The reporters were given the warning during an internal meeting. Although it’s a public broadcaster, RTHK is editorially independent. It was established more than nine decades ago when Britain had occupied the territory, and designed as a replica of the BBC. However, since British rule ended, RTHK has had to deal with the pressure of the city’s delicate political atmosphere.
In response to growing pressure from the government, RTHK’s director of broadcasting, Leung Ka-wing, told reporters to avoid reiterating the slogans from the pro-democracy protests, according to sources close to the event, the Financial Times reported. The government-funded broadcaster has been facing push back for covering the pro-democracy protests. Some Hongkongers feel the city should sever ties with mainland China.
The journalists were also instructed to stop capturing the paraphernalia of the protesters, particularly during live coverage.
A producer with the broadcaster said, “The situation is so severe now . . . I will only include mention of sensitive topics if it is really necessary.”
Another reporter said, “I avoid interviewing people who have a pro-independence stance, even if the interview may not need to touch on their political views.”

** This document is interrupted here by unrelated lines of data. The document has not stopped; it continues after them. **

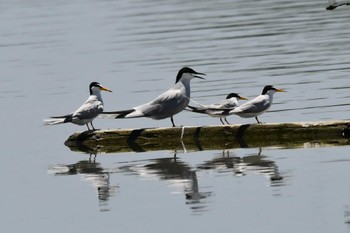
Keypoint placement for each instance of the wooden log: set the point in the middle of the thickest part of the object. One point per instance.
(211, 137)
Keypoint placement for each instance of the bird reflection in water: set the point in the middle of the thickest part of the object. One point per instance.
(90, 171)
(176, 173)
(243, 165)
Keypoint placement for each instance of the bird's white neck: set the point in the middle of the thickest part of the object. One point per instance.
(185, 81)
(98, 95)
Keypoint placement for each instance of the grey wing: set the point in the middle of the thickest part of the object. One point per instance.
(90, 109)
(255, 106)
(165, 105)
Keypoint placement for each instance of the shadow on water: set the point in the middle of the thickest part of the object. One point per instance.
(90, 171)
(175, 173)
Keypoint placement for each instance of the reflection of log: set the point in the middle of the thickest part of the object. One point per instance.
(210, 137)
(334, 5)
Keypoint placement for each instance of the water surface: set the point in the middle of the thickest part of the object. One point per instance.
(51, 51)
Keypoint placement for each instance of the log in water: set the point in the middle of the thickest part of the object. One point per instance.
(211, 137)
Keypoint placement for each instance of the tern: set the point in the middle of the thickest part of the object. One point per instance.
(215, 110)
(258, 105)
(87, 112)
(166, 104)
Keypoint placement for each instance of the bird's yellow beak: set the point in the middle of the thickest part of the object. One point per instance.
(242, 98)
(105, 89)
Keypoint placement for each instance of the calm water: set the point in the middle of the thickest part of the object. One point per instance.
(51, 50)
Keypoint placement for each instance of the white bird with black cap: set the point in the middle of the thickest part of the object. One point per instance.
(167, 104)
(215, 110)
(258, 105)
(87, 112)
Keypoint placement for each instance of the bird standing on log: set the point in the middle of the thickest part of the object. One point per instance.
(258, 105)
(215, 110)
(167, 104)
(87, 112)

However, RTHK’s head of corporate communications, Amen Ng, told FT that Leung had not instructed reporters to stop covering the protests. “He had reiterated many times in the past that RTHK should not be used as a platform to advocate Hong Kong independence while news reporting on such issues would be handled as usual,” Amen Ng said.
The city’s leader, who is widely unpopular for his pro-Beijing agendas, Carrie Lam launched an investigation to review the management and operations of RTHK. Soon after, the deputy director Kirindi Chan resigned.

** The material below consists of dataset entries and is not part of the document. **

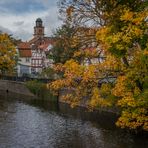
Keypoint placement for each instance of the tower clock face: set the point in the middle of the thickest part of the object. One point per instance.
(39, 28)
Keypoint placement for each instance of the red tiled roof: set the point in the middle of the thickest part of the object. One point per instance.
(44, 46)
(24, 45)
(25, 53)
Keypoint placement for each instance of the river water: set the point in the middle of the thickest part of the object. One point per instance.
(45, 125)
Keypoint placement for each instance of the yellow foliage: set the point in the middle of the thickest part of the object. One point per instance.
(7, 53)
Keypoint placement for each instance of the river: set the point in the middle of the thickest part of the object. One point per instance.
(39, 124)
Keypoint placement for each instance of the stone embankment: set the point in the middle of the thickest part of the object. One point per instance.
(14, 87)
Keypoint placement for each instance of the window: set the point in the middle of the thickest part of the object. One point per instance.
(27, 59)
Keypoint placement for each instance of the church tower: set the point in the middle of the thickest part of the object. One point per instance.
(39, 28)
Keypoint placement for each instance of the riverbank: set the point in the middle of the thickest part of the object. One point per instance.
(29, 89)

Last week RTHK announced it would not continue airing the Headliner, a political satire show. That was after the Communications authority ruled that an episode aired in February indeed insulted the police as the city’s police chief claimed.
These attacks on RTHK, plus the new security law could turn RTHK from an editorially independent broadcaster to something that looks like the government-censored media companies of mainland China.